During the eruption, Blackburn was able to trigger two remotely operated advanced Nikon cameras setup on tripods at his Coldwater I camp and at a location above Spirit Lake. Both were powered by a car battery and placed inside Styrofoam ice chests to protect them. His final notebook entries noted shots taken at 8:33 am and 8:34 am, and his notebook was found inside his radio transmitter case. Neither of the remote cameras were ever found.

== Death ==
Blackburn was killed when a pyroclastic flow enveloped the area where he was camped out. His car was found four days later, surrounded up to the windows in ash with his body inside . The windows had been broken and ash filled the interior of the vehicle.

In early June, National Geographic photographer Fred Stocker recovered Blackburn's camera from debris 2.5 ft thick. The film was not salvageable, as the intense heat from the eruption had corrupted the negatives.

The 1980 event was the deadliest and most destructive volcanic eruption in the history of the United States.

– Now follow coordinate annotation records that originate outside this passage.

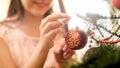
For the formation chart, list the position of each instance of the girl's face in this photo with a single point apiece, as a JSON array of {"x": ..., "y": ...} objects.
[{"x": 36, "y": 7}]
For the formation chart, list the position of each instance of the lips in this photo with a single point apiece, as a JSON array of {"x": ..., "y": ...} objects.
[{"x": 41, "y": 4}]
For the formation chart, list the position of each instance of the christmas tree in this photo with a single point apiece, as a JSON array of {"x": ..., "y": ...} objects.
[{"x": 104, "y": 32}]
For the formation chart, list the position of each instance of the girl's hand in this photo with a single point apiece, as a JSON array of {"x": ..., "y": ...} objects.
[
  {"x": 58, "y": 55},
  {"x": 50, "y": 26}
]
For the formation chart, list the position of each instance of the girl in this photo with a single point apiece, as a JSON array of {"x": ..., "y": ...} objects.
[{"x": 32, "y": 37}]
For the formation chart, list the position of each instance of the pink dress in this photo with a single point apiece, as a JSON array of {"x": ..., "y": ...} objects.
[{"x": 21, "y": 46}]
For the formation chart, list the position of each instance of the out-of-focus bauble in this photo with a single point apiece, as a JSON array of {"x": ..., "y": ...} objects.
[{"x": 76, "y": 39}]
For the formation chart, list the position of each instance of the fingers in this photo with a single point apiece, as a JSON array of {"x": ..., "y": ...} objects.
[{"x": 67, "y": 52}]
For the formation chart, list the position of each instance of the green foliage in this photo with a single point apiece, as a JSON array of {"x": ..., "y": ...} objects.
[{"x": 105, "y": 56}]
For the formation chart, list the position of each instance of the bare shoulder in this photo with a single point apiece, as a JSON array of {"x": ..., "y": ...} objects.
[{"x": 3, "y": 43}]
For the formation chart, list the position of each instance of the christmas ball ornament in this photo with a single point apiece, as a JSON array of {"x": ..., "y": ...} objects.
[
  {"x": 76, "y": 39},
  {"x": 116, "y": 3}
]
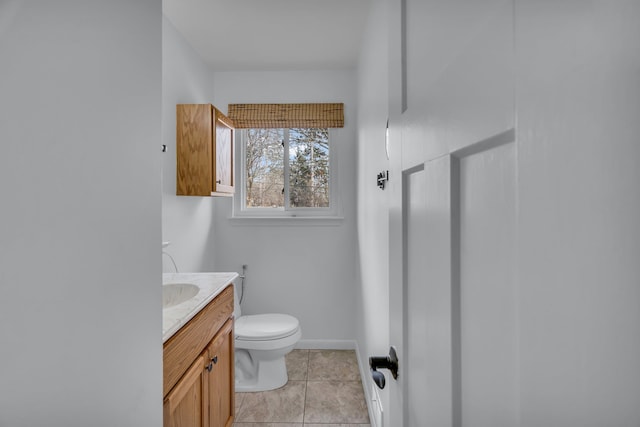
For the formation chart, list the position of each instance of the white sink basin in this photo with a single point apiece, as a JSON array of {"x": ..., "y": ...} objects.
[{"x": 177, "y": 293}]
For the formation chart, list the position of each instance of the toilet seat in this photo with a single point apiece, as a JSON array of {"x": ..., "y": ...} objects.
[{"x": 265, "y": 327}]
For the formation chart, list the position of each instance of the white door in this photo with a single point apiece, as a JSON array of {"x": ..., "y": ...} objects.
[{"x": 457, "y": 346}]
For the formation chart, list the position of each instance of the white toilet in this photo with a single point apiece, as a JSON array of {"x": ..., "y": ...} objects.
[{"x": 262, "y": 341}]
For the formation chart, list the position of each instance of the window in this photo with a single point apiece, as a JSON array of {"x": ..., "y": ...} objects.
[
  {"x": 287, "y": 163},
  {"x": 286, "y": 172}
]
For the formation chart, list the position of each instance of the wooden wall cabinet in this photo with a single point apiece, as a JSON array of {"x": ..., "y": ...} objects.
[
  {"x": 204, "y": 151},
  {"x": 199, "y": 386}
]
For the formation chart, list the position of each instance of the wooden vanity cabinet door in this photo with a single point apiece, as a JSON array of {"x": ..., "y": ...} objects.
[
  {"x": 186, "y": 404},
  {"x": 221, "y": 378}
]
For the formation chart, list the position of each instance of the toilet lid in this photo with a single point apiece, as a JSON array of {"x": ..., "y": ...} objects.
[{"x": 261, "y": 327}]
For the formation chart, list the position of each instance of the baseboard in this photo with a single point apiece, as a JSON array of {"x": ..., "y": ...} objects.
[{"x": 326, "y": 345}]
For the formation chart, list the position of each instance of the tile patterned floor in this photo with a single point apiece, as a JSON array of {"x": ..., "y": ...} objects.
[{"x": 324, "y": 390}]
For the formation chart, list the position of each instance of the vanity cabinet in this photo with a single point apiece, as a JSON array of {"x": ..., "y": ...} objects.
[
  {"x": 198, "y": 368},
  {"x": 204, "y": 151}
]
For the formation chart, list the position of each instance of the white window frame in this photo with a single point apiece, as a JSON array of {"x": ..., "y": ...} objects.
[{"x": 240, "y": 210}]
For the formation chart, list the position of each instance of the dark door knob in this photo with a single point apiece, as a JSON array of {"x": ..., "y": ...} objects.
[{"x": 389, "y": 362}]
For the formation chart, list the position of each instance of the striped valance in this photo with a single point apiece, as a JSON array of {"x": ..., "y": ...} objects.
[{"x": 287, "y": 115}]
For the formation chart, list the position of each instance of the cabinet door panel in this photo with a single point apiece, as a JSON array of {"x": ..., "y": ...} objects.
[
  {"x": 186, "y": 403},
  {"x": 221, "y": 378},
  {"x": 194, "y": 134}
]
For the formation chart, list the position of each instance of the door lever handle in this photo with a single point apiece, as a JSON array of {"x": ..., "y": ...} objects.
[{"x": 389, "y": 362}]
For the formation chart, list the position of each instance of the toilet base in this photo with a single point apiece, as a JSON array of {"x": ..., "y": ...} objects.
[{"x": 261, "y": 376}]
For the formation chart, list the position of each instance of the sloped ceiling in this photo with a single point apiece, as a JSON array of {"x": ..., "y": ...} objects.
[{"x": 251, "y": 35}]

A total of 57 people are known to have died, and more were left homeless when the ash falls and pyroclastic flows destroyed or buried 200 houses. In addition to Blackburn, local resident Harry R. Truman, photographer Robert Landsburg, and volcanologist David Alexander Johnston were killed.

== Legacy ==
After his death, friends and coworkers of Blackburn came forward to compliment his pleasant character and his talent. Friends described Blackburn as having "an impishness his friends came to expect." Coworker Mike Prager called Reid "one of the funniest and most talented journalists in the Pacific Northwest" who "made his job look easy, he was that good." Tom Koenninger, editor of The Columbian, described Blackburn's humor as "wry" and sometimes "acerbic", but elaborated that Blackburn was "gentle, displaying aggression when it was necessary for him to get close to a subject he was photographing." Commenting on her husband's dedication to photography, Fay Blackburn remarked, "if Reid were alive today, he'd probably be back on the front line seeking to capture the latest chapter in the mountain's evolution, in spite of the risk." "Reid loved that mountain. He climbed it, hiked it, skied it." She added that he died doing what he loved.

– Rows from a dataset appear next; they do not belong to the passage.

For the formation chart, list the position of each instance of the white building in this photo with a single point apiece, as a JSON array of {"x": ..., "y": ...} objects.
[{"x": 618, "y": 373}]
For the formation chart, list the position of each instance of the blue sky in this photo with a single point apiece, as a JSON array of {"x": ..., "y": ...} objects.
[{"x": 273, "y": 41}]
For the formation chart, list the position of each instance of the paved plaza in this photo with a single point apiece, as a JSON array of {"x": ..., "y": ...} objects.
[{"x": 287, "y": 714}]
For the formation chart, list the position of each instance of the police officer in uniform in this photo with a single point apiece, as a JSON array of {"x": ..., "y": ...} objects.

The National Press Photographers Association awards a competitive scholarship annually in Blackburn's honor, worth $2,000. In 2005 The Columbian offered an internship to applicants for the scholarship in memory of Blackburn.

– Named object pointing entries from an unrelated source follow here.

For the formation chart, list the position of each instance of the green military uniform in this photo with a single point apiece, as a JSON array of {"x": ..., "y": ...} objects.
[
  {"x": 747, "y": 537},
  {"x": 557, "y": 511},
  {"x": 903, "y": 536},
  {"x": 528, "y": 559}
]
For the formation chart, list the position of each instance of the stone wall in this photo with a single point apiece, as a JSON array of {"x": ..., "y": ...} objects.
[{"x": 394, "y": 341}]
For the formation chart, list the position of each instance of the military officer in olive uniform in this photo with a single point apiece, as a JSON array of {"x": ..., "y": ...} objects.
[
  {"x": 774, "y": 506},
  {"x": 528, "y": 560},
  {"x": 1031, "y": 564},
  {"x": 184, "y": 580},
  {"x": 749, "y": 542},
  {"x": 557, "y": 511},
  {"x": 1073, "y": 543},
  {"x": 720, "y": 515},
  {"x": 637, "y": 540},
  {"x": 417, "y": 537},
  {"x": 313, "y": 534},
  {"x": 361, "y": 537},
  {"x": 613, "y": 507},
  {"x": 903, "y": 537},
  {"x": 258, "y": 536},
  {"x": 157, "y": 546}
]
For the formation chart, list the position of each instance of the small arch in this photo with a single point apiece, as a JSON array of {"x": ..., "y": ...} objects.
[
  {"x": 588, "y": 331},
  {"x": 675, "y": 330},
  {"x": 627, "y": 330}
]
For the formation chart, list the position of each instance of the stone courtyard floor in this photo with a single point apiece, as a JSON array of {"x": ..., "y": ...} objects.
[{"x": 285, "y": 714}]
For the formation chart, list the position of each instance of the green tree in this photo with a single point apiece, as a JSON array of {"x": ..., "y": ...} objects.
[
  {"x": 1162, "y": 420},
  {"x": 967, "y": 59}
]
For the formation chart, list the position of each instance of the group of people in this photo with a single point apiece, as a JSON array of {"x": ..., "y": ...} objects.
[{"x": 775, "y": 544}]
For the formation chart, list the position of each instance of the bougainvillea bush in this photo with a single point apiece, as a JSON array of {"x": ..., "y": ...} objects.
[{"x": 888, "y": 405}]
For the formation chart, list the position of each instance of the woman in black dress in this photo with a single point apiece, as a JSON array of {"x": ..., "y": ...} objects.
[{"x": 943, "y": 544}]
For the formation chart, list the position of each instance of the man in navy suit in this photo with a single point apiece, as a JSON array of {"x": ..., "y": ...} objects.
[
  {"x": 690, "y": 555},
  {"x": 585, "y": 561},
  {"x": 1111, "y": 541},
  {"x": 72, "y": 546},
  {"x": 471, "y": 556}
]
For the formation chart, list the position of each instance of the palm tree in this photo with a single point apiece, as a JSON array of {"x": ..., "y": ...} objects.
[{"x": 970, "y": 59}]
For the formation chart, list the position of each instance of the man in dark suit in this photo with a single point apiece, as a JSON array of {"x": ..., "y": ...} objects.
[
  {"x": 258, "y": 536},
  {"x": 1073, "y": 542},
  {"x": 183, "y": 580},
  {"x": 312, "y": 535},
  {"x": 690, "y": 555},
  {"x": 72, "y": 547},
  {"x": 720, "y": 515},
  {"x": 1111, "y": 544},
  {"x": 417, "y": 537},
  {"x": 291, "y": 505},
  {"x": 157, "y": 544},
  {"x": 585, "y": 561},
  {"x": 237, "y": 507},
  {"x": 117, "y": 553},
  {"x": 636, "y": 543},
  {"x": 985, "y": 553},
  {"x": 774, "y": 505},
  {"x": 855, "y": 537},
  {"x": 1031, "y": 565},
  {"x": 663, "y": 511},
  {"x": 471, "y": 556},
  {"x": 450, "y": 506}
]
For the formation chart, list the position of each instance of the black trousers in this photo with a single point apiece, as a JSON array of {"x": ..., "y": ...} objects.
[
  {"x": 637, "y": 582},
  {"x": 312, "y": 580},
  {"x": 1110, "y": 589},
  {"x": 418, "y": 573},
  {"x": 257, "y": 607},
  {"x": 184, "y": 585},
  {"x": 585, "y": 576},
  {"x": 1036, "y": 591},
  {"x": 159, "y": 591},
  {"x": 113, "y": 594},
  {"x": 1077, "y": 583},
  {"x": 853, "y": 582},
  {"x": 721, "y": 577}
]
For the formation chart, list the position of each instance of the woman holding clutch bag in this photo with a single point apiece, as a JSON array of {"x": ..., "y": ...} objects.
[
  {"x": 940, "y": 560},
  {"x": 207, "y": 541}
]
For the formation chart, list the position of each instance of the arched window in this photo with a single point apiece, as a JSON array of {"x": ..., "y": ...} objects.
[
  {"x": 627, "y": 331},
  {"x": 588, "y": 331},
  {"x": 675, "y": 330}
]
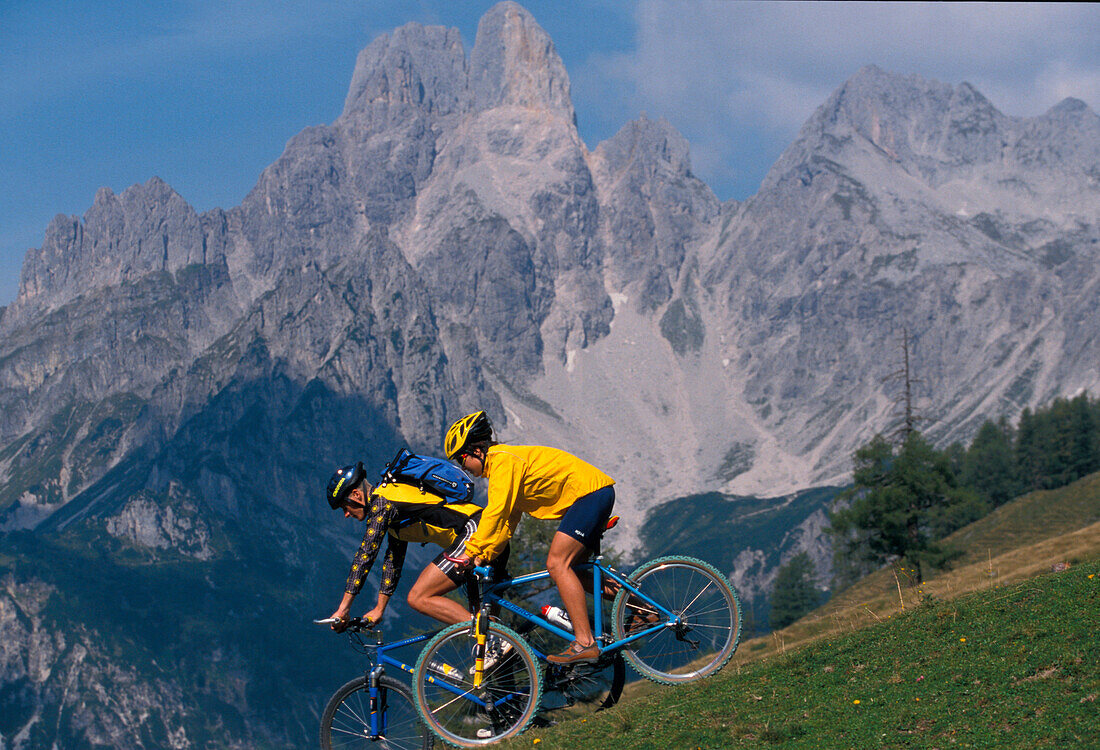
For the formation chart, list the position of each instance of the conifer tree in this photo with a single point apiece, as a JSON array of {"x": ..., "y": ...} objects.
[
  {"x": 989, "y": 466},
  {"x": 793, "y": 594},
  {"x": 900, "y": 505}
]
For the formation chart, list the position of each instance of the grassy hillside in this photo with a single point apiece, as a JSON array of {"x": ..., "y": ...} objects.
[
  {"x": 1010, "y": 666},
  {"x": 997, "y": 652}
]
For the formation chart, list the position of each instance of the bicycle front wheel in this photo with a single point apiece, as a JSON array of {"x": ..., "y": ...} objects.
[
  {"x": 468, "y": 716},
  {"x": 345, "y": 724},
  {"x": 699, "y": 637}
]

In December 2013, a roll of undeveloped film containing pre-eruption shots of Mount St. Helens was discovered in Blackburn's archives at The Columbian. The photos, taken by Blackburn during a helicopter photo shoot of the mountain the month before the eruption, were successfully developed over 30 years after Blackburn's death, and remain journalistically important as a record of the pre-eruption landscape.